The human brain was not designed, but rather shaped by its 
environment through evolution - unfortunately downloading 
was not a feature of that environment, and so evolution 
forgot to create a SCSI port or to put any comms software 
in ROM. To extract the information that comprises a 
'mind-state' you'd need some kind of magnetic or 
electrical holographic technique of unimaginable 
sensitivity. Even supposing the laws of physics would 
support such a technique, which is unlikely, what is there 
to suggest that mind-state can be captured by a 
snapshot? The brain is a dynamic device that has much more 
in common with a signal processing system than with a PC; 
it constantly monitors and processes input streams from 
the body and the senses (and when we are asleep it makes 
up inputs to keep itself busy). Even our memories are 
likely to prove to be dynamic reconstructions rather than 
static data.
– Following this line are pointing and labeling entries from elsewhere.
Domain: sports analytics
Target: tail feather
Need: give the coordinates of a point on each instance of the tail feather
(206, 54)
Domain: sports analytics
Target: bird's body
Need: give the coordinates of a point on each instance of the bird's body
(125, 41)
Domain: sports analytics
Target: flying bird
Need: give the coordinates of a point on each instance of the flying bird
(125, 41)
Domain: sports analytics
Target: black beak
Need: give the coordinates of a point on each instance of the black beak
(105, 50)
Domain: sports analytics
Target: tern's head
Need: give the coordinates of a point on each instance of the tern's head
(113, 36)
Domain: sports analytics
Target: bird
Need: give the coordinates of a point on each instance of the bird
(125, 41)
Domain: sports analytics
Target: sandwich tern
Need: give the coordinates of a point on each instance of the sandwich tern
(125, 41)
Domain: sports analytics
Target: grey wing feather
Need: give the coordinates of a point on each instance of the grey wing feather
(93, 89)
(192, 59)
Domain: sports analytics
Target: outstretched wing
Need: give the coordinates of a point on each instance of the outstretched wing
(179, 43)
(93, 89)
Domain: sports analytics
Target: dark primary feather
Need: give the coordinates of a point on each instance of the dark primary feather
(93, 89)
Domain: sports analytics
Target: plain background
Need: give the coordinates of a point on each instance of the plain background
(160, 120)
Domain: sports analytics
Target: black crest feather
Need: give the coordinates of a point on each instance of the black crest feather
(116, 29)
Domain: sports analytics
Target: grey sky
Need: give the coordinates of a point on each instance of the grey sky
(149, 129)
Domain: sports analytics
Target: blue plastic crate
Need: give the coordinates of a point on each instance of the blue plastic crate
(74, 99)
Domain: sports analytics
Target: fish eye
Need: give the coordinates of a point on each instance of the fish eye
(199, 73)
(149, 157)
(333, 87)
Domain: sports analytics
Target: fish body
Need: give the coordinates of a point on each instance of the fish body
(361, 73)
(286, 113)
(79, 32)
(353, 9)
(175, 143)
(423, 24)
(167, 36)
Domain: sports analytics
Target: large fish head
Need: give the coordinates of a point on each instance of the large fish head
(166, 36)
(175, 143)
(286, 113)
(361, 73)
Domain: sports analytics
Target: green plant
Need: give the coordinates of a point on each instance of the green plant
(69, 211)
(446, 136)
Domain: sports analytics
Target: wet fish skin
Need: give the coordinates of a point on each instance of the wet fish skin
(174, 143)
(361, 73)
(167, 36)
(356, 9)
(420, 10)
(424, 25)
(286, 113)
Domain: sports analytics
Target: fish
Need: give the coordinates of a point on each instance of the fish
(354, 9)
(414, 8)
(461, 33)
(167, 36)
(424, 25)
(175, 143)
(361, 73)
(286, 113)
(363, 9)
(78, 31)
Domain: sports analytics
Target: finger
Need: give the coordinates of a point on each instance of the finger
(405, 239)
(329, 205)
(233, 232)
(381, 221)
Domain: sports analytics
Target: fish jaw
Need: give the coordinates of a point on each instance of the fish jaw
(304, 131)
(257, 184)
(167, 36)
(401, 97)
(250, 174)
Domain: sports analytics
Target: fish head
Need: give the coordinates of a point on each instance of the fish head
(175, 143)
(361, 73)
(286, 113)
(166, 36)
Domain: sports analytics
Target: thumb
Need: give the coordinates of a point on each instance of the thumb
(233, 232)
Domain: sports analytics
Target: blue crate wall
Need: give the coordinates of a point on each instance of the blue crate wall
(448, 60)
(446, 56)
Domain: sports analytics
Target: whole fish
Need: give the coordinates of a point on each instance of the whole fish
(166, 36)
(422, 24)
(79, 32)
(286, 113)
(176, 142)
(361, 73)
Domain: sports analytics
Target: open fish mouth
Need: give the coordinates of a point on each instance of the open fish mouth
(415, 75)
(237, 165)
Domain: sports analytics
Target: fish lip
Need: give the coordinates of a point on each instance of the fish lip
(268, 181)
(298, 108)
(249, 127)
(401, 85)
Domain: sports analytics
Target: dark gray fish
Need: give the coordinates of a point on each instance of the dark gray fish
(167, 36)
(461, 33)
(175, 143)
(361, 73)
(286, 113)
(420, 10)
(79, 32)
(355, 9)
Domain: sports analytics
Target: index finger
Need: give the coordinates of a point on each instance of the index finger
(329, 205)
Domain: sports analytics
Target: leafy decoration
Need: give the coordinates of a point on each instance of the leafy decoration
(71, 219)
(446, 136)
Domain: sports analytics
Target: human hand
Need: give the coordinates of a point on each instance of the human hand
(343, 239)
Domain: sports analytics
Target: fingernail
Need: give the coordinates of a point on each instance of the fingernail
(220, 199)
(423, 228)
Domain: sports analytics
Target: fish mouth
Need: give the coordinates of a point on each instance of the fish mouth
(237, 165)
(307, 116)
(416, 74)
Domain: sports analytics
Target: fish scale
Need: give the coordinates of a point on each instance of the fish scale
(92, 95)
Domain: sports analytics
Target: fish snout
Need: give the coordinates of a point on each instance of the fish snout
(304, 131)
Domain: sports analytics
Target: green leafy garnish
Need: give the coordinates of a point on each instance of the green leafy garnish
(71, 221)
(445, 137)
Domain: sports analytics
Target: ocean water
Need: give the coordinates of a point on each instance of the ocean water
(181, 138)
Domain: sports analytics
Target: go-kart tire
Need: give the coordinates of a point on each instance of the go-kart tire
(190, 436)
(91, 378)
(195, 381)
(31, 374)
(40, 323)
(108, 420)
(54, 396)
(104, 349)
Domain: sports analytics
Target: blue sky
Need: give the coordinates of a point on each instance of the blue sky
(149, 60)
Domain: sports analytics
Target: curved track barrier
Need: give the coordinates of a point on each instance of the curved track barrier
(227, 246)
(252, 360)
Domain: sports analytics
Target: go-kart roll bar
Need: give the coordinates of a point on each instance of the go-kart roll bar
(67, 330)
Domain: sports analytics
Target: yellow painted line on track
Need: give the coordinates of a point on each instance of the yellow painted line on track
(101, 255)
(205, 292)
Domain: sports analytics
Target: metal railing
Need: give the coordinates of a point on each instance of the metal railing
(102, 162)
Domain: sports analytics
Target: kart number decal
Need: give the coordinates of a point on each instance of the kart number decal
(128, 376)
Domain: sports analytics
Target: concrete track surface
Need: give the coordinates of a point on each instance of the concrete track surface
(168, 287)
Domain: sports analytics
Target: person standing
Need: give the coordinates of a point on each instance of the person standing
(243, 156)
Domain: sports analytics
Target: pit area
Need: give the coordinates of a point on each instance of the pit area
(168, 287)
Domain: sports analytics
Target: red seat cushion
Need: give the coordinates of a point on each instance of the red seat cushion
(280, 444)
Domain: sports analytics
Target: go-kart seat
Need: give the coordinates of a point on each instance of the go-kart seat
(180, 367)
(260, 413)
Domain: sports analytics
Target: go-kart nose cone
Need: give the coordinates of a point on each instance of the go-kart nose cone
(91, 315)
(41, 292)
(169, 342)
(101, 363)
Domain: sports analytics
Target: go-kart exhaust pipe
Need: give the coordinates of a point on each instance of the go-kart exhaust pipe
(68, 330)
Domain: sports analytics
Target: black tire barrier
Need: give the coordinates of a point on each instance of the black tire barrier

The mind is more than that lump of grey 
grease called the brain, it encompasses your whole body and 
a good chunk of the outside world as well; when you learn 
to ride a bike you are computing and remembering with 
every muscle. 
So how long would this recording have to be made to 'capture' 
the essence of you? My guess would be somewhere around a 
lifetime. More to the point, what sort of recording would 
you get from a disembodied head that's been stored with 
the fish fingers for 50 years?  
I'm truly sorry if anyone should feel that I'm trying to 
snatch away their hopes of immortality, but there is a 
crumb of comfort I can offer. Evolution in its blind, dumb 
wisdom did actually provide the human brain with a few 
workable I/O channels for dumping its contents - they're 
called speaking, writing, singing, painting, dancing, 
sculpting and so on. I suppose their drawback for 
post-modernists is that they all need to be worked at.